Sérvios sequestrados na Líbia pelo EI são mortos em bombardeio americano

(Atualiza com confirmação oficial da morte e detalhes).

Belgrado, 20 fev (EFE).- Ao todo, dois funcionários da embaixada da Sérvia na Líbia, sequestrados em novembro do ano passado, morreram nos bombardeios americanos a uma base do grupo Estado Islâmico (EI) nesse país ontem, informaram as autoridades sérvias neste sábado.

O primeiro-ministro sérvio, Aleksandar Vucic, declarou em entrevista coletiva em Belgrado que "foi confirmada de forma oficial" a informação da morte dos dois cidadãos sérvios na cidade líbia de Sabratha.

Mais cedo, o ministro das Relações Exteriores sérvio, Ivica Dacic, tinha dito à imprensa que ainda se era preciso aguardar a identificação dos corpos para a confirmação oficial por parte das autoridades líbias.

A diplomata Sladjana Stankovic e o motorista da embaixada sérvia em Trípoli, Jovica Stepic, foram sequestrados em 8 de novembro nas proximidades da cidade de Sabratha, ao oeste da capital líbia. O sequestro aconteceu após um ataque de pessoas armadas a um grupo de carros no qual também estava o embaixador sérvio na Líbia.

Segundo Vucic, seus corpos serão transferidos na próxima segunda-feira à tarde à Sérvia para o enterro. Embora ainda não tenham sido revelados dados dos sequestradores, Vucic os identificou os como contrabandistas que não são membros do Estado Islâmico, mas que cooperam estreitamente com o grupo.

Segundo ele, os serviços de segurança sérvios estavam perto de conseguir a libertação, em cooperação com as autoridades líbias e serviços de inteligência de vários países, pois os dois sérvios não eram o alvo do sequestro.

Vucic afirmou que pediu explicações aos Estados Unidos sobre se eles tinham informações de que na cidade bombardeada estavam cidadãos sérvios, mas que recebeu uma resposta extraoficial segundo a qual não tinham conhecimento disso.

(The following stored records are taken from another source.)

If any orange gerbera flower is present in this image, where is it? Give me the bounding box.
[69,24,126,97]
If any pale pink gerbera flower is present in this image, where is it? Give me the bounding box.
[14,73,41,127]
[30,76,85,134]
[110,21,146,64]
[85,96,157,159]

O ministro das Relações Exteriores tinha dito que as autoridades do país e os serviços de segurança não receberam qualquer contato dos sequestradores nem exigências, de modo que não houve negociação.

Ontem, o governo americano confirmou ter bombardeado um campo de treinamento do grupo jihadista EI na Líbia perto de Sabratha, no qual 40 pessoas morreram, e afirmou que os extremistas que estavam nele representavam "uma ameaça direta" aos Estados Unidos.